Susurluk'tan bir yıl sonra MİT gene gündemdeki tartışılan kurum.
Çakıcı'nın ilk gençlik yıllarında MİT tarafından kullanıldığı...
Kırmızı pasaportunun bir MİT mensubu tarafından sağlandığı...
MİT'ten bazı kişiler tarafından kollanıp korunduğu...
Kısacası, Çakıcı ile devletin bu en duyarlı kurumunun ilişki halinde olduğu yolunda iddialar yayınlanmakta.
Hatta...
Bu iddiaların bazıları, MİT'in zirve isimleri ya da onların eşleri tarafından ortaya atılmakta.

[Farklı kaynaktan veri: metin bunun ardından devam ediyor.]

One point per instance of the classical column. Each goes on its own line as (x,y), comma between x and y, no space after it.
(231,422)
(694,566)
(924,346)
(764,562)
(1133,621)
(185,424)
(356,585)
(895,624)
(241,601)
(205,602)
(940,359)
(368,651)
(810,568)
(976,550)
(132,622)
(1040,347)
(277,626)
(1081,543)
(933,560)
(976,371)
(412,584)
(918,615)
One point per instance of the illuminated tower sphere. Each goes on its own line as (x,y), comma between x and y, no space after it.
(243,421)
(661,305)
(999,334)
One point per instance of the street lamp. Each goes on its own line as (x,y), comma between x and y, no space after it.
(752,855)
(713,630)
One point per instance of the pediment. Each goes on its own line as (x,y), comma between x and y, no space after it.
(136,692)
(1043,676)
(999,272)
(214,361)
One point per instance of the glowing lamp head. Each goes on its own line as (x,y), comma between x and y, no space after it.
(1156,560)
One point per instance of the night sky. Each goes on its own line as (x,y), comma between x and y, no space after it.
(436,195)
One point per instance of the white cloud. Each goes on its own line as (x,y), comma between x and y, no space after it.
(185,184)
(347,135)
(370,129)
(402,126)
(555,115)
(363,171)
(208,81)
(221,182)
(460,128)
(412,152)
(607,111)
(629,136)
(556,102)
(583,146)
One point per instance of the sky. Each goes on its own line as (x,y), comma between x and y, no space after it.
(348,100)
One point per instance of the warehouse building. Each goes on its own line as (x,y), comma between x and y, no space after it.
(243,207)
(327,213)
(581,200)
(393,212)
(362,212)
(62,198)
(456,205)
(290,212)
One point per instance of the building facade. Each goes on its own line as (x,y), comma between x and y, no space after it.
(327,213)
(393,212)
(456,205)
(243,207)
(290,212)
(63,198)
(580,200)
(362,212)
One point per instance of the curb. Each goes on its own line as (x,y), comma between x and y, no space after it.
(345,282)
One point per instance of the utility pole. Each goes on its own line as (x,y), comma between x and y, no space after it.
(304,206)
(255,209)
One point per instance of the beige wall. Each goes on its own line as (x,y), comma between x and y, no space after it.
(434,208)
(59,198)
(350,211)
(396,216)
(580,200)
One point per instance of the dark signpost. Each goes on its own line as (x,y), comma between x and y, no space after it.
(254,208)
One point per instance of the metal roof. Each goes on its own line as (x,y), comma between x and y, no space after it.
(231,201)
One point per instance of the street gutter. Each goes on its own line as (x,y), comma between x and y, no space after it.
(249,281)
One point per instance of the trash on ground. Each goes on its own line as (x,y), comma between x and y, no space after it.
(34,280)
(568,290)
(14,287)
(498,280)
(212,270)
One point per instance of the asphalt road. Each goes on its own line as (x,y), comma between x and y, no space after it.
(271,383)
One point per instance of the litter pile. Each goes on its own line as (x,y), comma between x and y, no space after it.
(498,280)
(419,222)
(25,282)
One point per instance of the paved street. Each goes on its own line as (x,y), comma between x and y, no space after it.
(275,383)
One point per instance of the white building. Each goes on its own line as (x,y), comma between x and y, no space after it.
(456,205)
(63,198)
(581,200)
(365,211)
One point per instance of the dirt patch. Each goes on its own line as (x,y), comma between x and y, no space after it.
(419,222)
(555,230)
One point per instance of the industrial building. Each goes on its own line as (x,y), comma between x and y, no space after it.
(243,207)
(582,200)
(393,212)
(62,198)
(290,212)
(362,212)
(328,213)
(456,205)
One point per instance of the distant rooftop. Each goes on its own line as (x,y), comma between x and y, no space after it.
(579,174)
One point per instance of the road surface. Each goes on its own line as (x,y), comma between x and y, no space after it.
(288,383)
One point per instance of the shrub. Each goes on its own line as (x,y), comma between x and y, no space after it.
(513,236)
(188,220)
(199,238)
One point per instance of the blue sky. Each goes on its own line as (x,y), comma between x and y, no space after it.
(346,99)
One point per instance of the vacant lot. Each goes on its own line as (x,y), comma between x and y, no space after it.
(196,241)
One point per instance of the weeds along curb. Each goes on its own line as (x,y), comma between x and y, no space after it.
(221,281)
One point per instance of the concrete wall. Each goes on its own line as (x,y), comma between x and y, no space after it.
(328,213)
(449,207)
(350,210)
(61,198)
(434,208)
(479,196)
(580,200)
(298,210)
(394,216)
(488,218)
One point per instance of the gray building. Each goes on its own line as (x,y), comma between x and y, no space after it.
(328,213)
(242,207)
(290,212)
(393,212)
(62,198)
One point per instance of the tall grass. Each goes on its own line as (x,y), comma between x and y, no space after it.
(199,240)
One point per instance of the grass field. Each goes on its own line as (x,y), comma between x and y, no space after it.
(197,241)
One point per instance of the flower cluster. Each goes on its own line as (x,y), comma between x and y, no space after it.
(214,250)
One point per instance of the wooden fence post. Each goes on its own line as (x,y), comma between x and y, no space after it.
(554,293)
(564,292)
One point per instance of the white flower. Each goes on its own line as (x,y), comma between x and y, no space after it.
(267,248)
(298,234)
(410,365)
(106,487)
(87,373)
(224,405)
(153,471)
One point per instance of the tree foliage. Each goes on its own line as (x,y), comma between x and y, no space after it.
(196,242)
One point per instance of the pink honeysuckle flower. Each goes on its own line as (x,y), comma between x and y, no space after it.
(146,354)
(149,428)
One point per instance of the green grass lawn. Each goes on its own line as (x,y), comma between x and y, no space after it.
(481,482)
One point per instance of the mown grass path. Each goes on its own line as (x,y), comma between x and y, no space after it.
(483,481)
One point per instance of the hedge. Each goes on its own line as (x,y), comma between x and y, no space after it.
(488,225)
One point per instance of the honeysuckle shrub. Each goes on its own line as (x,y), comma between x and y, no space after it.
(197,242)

Konu bugün MGK'da "diğer sorunlar" başlığı altında yer alacaktı.
Gelenektir... Böyle durumlarda...
İçişleri Bakanlığı ve MİT ayrı ayrı raporlar sunarlar.
Bu kez de aynı geleneğin sürdürülmesi öngörülmüştü.
Ayrıntıya girilmeyecekti.
Birer paragraflık sunuşlarla yetinilecekti.
Başbakan Mesut Yılmaz "organize suçlarla mücadele" için daha önce alınmış bulunan MGK kararı doğrultusunda, Çakıcı dosyasının da ciddiyetle ele alınmasını isteyecekti.
İşte MGK bildirisine yansıyan satırların gerisindeki görüntüler.
Bugünkü Türkiye manzaralarının ilk işareti 1970'li yılların başında verildi.
Çok ünlü bir baba ölmüştü.
Cenazesinde o dönemin Cumhurbaşkanı tarafından gönderilmiş bir çelenk dikkati çekiyordu.
Gazeteler çelenkin resmini bastılar.
Köşe yazılarında konu günlerce tartışıldı.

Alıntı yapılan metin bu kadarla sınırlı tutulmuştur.